Me molestaba, este Hijo. Cada día me ardía más la indignación que sentía hacia Él, y más defectos le encontraba.

¡Y es petulante, además! Una mañana en Betania, a Dios le entra hambre; a Dios le apetece desayunar. Se topa con una higuera. Como no es la temporada de higos, el árbol no tiene fruta. Dios está molesto. El Hijo refunfuña: «Que este árbol nunca más dé fruta». Segundos después, la higuera se marchita. Eso dice Mateo, secundado por Marcos.

Y yo me pregunto: ¿la higuera tiene la culpa de que los higos no estuvieran en temporada? ¿A quién se le ocurre castigar así a una pobre higuera, hacer que se marchite al instante?

No podía quitármelo de la cabeza. Sigo sin poder hacerlo. Pasé tres días enteros pensando en Él. Cuanto más me irritaba, más vueltas le daba. Cuanto más sabía acerca de Él, más ganas tenía de tenerlo a mi lado.

El último día, unas horas antes de partir de Munnar, subí corriendo la colina de la izquierda. Ahora se me antoja una escena típicamente cristiana. El cristianismo es una religión con prisas. El mundo, sin ir más lejos, fue creado en siete días. Incluso a escala simbólica, es una creación frenética. Habiendo nacido en una religión en la que la batalla por un alma única se convierte en una carrera de relevos que se extiende a lo largo de muchos siglos, con generaciones innumerables pasándose el testigo, la resolución tan acelerada del cristianismo me mareaba. Si el hinduismo fluye con la misma placidez que el Ganges, el cristianismo trajina como Toronto en hora punta. Es una religión que tiene la misma rapidez que una golondrina, la misma urgencia que una ambulancia. Es de lo más voluble y se expresa en un instante. Puedes redimirte o condenarte en un santiamén. El cristianismo se remonta a tiempos inmemoriales, pero en esencia sólo existe en un tiempo: ahora mismo.

Subí esa colina como un rayo. Aunque aparentemente el padre Martin no estaba PRESENTE (desgraciadamente, el panel estaba tapado), gracias a Dios sí estaba presente.

Sin apenas aliento le dije:

—Padre, quisiera ser cristiano, por favor.

Sonrió.

—Ya lo eres, Piscine, en el corazón. Aquel que se encuentra con Cristo con buena fe ya es cristiano. Aquí en Munnar has conocido a Jesucristo.

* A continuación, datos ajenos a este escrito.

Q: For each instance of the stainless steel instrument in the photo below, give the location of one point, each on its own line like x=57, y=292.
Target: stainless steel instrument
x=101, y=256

Me acarició la cabeza. De hecho, me la golpeó. La mano me hizo BUM BUM BUM en la cabeza.

Creí que iba a estallar de alegría.

—Cuando vuelvas, tomaremos más té, hijo.

—Sí, padre.

Fue una sonrisa bondadosa la que me dedicó. La sonrisa de Cristo.

Entré en la iglesia, ahora sin miedo, ya que se había convertido en mi casa también. Recé a Cristo, que está vivo. Entonces bajé corriendo la colina de la izquierda para subir corriendo la de la derecha, donde di las gracias al Dios Krishna por haberme presentado a Jesús de Nazaret, cuya humanidad tanto me cautivaba.